Or, Rosie the Riveter reconsidered.
In this lively, smart, sometimes contrarian work of social history, New York Times writer Yellin explores the manifold roles of women in WWII: nurses, musicians, athletes, pilots, homemakers, factory workers, political activists, even prostitutes. In doing so, she turns up intriguing observations about a society turned on its head by the all-encompassing conflict. When war came, she writes of one such transformation, “warnings to young women started coming with a fury . . . from parents, from the clergy, on the radio, in newspapers and magazines” urging them not to give in to the temptations of wartime romance—for why pin your happiness to a boy who might soon die?

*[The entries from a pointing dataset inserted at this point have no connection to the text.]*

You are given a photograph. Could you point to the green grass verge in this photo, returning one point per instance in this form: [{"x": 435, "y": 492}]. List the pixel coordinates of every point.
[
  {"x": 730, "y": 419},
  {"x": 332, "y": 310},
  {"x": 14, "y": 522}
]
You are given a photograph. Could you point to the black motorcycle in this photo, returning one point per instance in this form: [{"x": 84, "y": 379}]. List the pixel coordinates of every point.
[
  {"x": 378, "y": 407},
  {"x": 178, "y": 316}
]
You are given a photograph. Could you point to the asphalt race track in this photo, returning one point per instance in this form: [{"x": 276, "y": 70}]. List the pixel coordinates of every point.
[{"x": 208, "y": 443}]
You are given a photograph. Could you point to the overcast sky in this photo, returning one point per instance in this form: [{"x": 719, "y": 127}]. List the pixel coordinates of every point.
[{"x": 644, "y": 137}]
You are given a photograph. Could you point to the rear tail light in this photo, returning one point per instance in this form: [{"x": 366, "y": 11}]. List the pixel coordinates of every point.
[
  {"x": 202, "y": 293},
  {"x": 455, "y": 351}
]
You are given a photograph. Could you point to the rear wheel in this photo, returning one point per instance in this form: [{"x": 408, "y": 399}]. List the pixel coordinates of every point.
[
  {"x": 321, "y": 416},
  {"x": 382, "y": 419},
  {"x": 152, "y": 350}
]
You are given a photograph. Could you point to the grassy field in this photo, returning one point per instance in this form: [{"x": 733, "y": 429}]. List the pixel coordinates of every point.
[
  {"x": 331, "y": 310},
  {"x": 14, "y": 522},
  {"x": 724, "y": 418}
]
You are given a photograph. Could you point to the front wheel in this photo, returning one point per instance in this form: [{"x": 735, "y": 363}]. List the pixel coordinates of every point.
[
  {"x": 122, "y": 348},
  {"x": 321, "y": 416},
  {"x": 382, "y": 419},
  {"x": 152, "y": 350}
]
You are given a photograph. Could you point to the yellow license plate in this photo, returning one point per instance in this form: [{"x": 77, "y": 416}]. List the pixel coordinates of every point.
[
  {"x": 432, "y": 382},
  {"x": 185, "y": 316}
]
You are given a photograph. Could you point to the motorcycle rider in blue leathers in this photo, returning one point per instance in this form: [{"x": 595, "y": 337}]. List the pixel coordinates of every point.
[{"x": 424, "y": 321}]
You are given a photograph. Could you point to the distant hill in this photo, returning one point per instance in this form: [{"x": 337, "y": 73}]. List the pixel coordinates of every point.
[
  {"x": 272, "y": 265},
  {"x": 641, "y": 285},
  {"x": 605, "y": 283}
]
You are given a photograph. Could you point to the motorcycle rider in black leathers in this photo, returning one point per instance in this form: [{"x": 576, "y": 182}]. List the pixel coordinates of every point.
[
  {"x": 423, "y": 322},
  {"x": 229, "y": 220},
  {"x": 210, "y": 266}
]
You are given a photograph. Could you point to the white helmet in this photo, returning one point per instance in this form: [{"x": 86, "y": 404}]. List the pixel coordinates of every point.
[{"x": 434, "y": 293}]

The young women didn’t listen, and “despite the naysaying, 1.8 million couples married in 1942, a huge increase from the year before.” When the men did go off to war, the women remade the home front, enduring plenty of psychic shocks along the way (such as having to go back to living with their parents in order to economize). They faced great opposition, and their contributions were not always fairly rewarded: though the Army and Navy offered equal pay in plants they controlled, most civilian contractors paid women less than men (“by 1944,” Yellin writes, “the average weekly wage for female factory workers was $31 . . . while it was $55 a week for men”). Many jobs were not open to women at all, especially those close to combat zones; only about half of Army nurses went overseas, whereas fewer than one in ten Navy nurses did so until late in the war. In a superb moment among many high points, Yellin relates the strange and sad tale of “Tokyo Rose.” In another, she traces the invention of “Betty Crocker.” In still another, she revisits the moment when the single vote against declaration of war on Japan was cast in Congress: “As a woman,” said Rep. Jeanette Rankin, “I can’t go to war and I refuse to send anyone else.”
A superb contribution to the literature of WWII.